Justice Soumitra Sen, giving the order, said the names of the two other observers would be announced after getting confirmation from them.

The elections would begin this evening if the confirmations were received early, or else it would commence tomorrow. Justice Sen directed that all disputes with regard to eligibility and disqualification of voters for the BCCI elections would be decided by the three-member panel before the election begins.

In case of differences in opinion among observers, the majority decision would be valid, the judge directed. An application was moved before the court by Netaji Cricket Club of Chennai and city-based Rajasthan Club seeking revision of yesterday's order appointing Sen as the sole observer for the much-hyped polls to the world's richest cricket body.

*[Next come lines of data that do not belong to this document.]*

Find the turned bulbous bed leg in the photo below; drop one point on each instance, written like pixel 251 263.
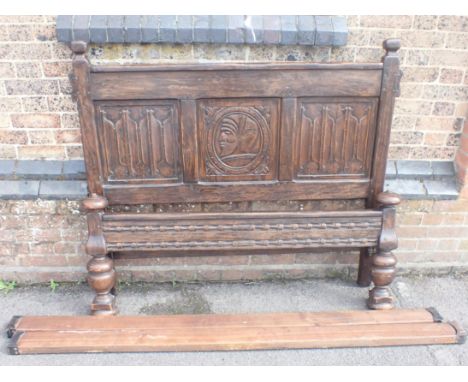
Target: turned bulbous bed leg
pixel 384 261
pixel 101 272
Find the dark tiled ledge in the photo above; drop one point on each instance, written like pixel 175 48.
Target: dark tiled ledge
pixel 219 29
pixel 31 179
pixel 422 179
pixel 67 179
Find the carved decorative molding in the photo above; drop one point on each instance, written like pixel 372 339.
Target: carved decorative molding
pixel 139 141
pixel 335 138
pixel 239 139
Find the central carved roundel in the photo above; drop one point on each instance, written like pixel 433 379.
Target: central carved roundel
pixel 238 140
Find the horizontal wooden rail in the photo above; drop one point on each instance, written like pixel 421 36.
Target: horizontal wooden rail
pixel 34 335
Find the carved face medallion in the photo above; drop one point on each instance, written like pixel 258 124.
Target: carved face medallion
pixel 238 140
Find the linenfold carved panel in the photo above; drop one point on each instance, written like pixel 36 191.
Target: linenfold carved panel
pixel 139 141
pixel 334 138
pixel 238 139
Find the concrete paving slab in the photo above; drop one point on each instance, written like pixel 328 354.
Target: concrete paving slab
pixel 448 295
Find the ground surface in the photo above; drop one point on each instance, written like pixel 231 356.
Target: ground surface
pixel 448 295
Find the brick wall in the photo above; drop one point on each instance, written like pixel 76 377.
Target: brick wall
pixel 38 116
pixel 44 239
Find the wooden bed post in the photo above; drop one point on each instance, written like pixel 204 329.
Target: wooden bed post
pixel 390 89
pixel 384 261
pixel 101 273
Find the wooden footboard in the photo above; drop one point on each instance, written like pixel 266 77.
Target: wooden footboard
pixel 247 231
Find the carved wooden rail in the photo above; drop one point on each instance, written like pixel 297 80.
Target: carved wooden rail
pixel 237 132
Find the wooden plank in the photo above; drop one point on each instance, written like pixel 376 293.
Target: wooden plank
pixel 214 338
pixel 81 86
pixel 233 66
pixel 389 90
pixel 242 231
pixel 234 83
pixel 189 142
pixel 241 191
pixel 287 135
pixel 289 319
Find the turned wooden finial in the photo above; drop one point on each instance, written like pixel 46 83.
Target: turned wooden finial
pixel 392 45
pixel 78 47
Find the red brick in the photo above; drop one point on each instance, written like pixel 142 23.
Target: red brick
pixel 42 248
pixel 287 258
pixel 41 152
pixel 68 136
pixel 57 68
pixel 13 137
pixel 36 121
pixel 451 76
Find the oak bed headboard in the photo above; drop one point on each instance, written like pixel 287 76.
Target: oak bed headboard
pixel 234 132
pixel 228 132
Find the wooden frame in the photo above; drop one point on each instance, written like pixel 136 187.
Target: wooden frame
pixel 237 132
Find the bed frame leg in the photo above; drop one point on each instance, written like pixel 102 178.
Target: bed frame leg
pixel 101 273
pixel 384 261
pixel 364 278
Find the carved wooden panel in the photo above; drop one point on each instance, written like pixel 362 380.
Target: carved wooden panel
pixel 334 138
pixel 238 139
pixel 139 141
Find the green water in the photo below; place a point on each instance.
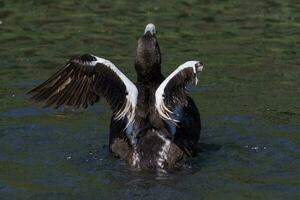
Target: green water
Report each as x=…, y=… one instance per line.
x=248, y=96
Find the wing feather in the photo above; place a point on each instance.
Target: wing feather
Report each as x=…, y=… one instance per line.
x=172, y=91
x=83, y=80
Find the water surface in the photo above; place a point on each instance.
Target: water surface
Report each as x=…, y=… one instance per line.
x=248, y=95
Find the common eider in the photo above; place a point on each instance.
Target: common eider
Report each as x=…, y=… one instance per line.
x=154, y=122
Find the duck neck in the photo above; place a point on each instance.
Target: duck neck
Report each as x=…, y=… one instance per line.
x=150, y=78
x=153, y=76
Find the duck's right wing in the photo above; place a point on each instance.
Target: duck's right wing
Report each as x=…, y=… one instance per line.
x=172, y=91
x=83, y=80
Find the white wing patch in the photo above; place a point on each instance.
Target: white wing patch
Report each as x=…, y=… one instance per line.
x=132, y=92
x=160, y=106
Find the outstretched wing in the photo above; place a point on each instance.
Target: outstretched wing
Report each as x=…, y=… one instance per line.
x=83, y=80
x=172, y=91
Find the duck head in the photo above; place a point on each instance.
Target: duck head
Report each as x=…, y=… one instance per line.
x=148, y=56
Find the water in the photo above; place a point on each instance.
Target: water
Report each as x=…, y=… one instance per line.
x=248, y=95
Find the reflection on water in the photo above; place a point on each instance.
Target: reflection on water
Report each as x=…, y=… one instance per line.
x=248, y=96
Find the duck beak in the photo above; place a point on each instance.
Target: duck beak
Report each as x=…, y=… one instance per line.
x=150, y=28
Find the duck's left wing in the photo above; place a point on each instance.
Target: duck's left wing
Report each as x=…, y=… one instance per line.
x=172, y=91
x=83, y=80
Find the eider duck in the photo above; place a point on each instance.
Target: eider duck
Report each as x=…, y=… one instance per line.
x=154, y=122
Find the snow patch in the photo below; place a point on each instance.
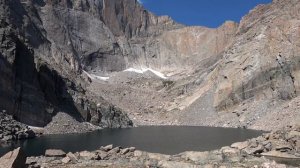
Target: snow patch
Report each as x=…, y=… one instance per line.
x=143, y=70
x=92, y=76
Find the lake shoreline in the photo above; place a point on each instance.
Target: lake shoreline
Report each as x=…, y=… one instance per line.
x=251, y=153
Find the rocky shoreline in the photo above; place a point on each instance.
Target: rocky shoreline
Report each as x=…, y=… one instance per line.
x=278, y=149
x=11, y=130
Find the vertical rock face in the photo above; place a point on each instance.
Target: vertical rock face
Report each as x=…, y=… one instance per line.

The two clubs had sought appointment of two more observers to make a three-member panel for overseeing the elections.Netaji Cricket Club moved the application claiming that a similar petition had been pending before the Madras High Court when Justice Sen had passed the order yesterday.

BCCI's counsel Pratap Chatterjee stated before the court that the Madras High Court had rejected Netaji Cricket Club's petition earlier during the day. Netaji Club's counsel S K Kapoor, however, claimed that the petition before the Calcutta High Court had been moved to pre-empt a decision by the Madras High Court.

Rajasthan Club's counsel claimed that it was an abuse of process resorted to by Kalighat Club, which had sought the appointment of observer by the high court.

Kalighat Club, an affiliated member of the Cricket Association of Bengal (CAB), had sought the appointment of an observer for attending the annual general meeting so that the election was held in a free and fair manner.

Appearing for the club, counsel Hirak Mitra had claimed that there was every possibility of malpractice in the election process. Justice Sen had observed that the problem was precipitated by the absence of specific and clear election rules.